The switch includes a strengthened native say in the project’s fate. The BC regulatory blueprint grants affected a tribal role in a working group, as advisers on every step of the case from setting application requirements to establishing approval conditions.
A federal-provincial “substitution agreement” transferred conduct of the Cedar LNG review to the BC Environmental Assessment Office from the five-month-old national Impact Assessment Agency of Canada (IAAC). Federal officials keep rights to participate in the case, and the national environment minister retains final say on approval.
The increased native role in decision making obeys the IAAC’s mandate and BC legislation that adopts consultation and consent principles of the United Nations Declaration of the Rights of Indigenous Peoples (UNDRIP). The federal Liberal government has promised legislation to import a national version of UNDRIP.
However, the new environmental assessment process also obeys Supreme Court of Canada native rights verdicts against tribal veto power over industry projects. The provincial review only provides for “opportunity” to submit optional consent statements.
As a terminal forecast to cost C$1.8-2.5 billion ($1.4-1.9 billion) for capacity to export 400-500 MMcf/d, Cedar LNG stands out as the biggest item in a native switch from opposition to participation in the province’s growing gas industry.
The terminal’s sponsor, Haisla Nation, is the host community for the Royal Dutch Shell plc-led LNG Canada terminal under construction at Kitimat, 650 kilometers (390 miles) northwest of Vancouver.
The native project relies on the LNG Canada supply pipeline under construction across northern BC, Coastal Gaslink. Cedar LNG plans to draw its gas from an eight-kilometer (five-mile) link into the long conduit for up to 5 Bcf/d.
Other tribes are participating in the northern LNG action. All 20 native communities along 670-kilometer (402-mile) Coastal Gaslink have signed cooperation and benefits agreements. The project in turn has showered the tribes with jobs and contracts.

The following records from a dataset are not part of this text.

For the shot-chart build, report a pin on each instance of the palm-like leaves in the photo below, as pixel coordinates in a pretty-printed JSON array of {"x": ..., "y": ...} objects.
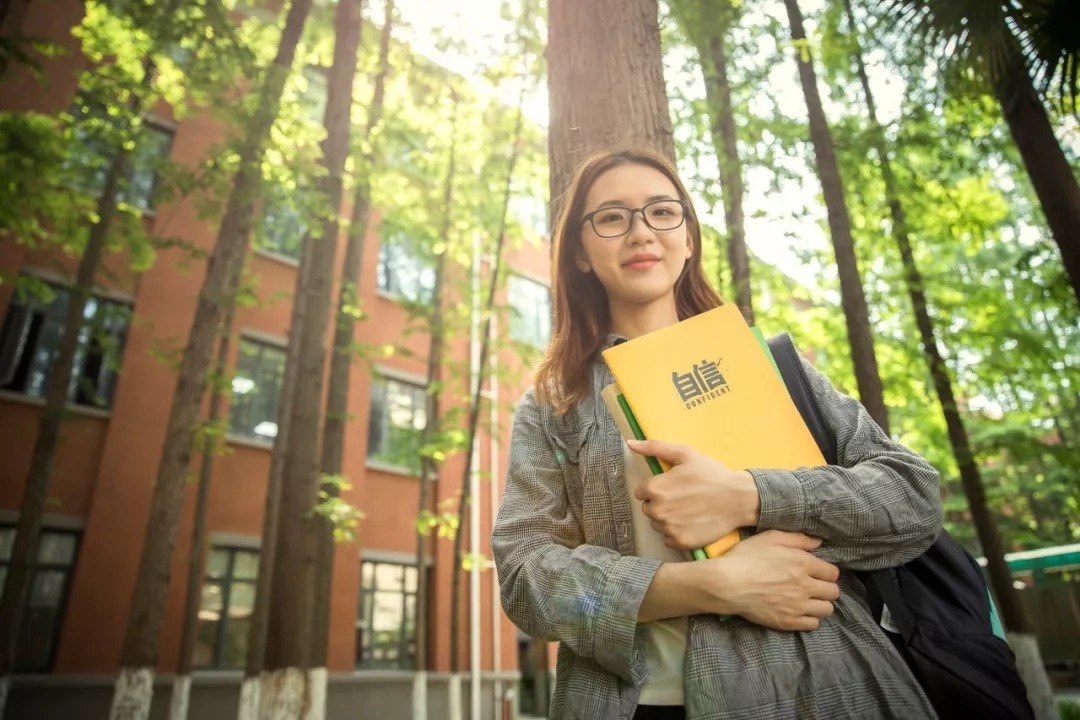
[
  {"x": 987, "y": 34},
  {"x": 1050, "y": 34}
]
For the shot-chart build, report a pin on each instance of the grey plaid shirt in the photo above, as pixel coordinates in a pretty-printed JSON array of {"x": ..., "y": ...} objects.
[{"x": 564, "y": 548}]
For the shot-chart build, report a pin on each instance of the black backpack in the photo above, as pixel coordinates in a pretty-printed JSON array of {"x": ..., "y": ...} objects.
[{"x": 939, "y": 602}]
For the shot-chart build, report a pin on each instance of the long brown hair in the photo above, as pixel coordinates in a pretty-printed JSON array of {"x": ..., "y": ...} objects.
[{"x": 581, "y": 313}]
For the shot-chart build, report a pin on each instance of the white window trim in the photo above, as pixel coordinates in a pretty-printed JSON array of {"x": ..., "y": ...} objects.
[
  {"x": 278, "y": 257},
  {"x": 66, "y": 283},
  {"x": 69, "y": 407},
  {"x": 402, "y": 376},
  {"x": 49, "y": 520},
  {"x": 264, "y": 337},
  {"x": 391, "y": 557},
  {"x": 247, "y": 442},
  {"x": 234, "y": 541}
]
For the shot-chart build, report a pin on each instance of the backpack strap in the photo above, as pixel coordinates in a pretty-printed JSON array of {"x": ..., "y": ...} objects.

Only a small cluster of self-declared “traditional chiefs” midway along the route opposes the pipeline. A court injunction prohibits interference with construction, and enforcement has begun with police control on traffic into the sore spot and a criminal investigation into guerrilla resistance with roadside firebombs and falling-log traps. A provincial mediation effort is underway.
Cedar LNG, LNG Canada and Coastal GasLink have provincial-wide native support from a First Nations LNG Alliance. Chevron Canada Ltd. and Woodside Energy Ltd. in December also received federal approval to double the size and planned lifespan of KM LNG to export 35 Tcf/year from their still unsanctioned project that would be sited in the province.
A Northwest Coast First Nations Collaborative Climate Initiative is promoting BC gas exports as a way to cut global carbon emissions.
Cedar LNG is forecast to employ 350-500 construction workers and create 70-100 permanent terminal operator jobs, with natives filling much of the payrolls. The Haisla said they are considering a 15-year extension of their project’s gas export license to a 40-year term.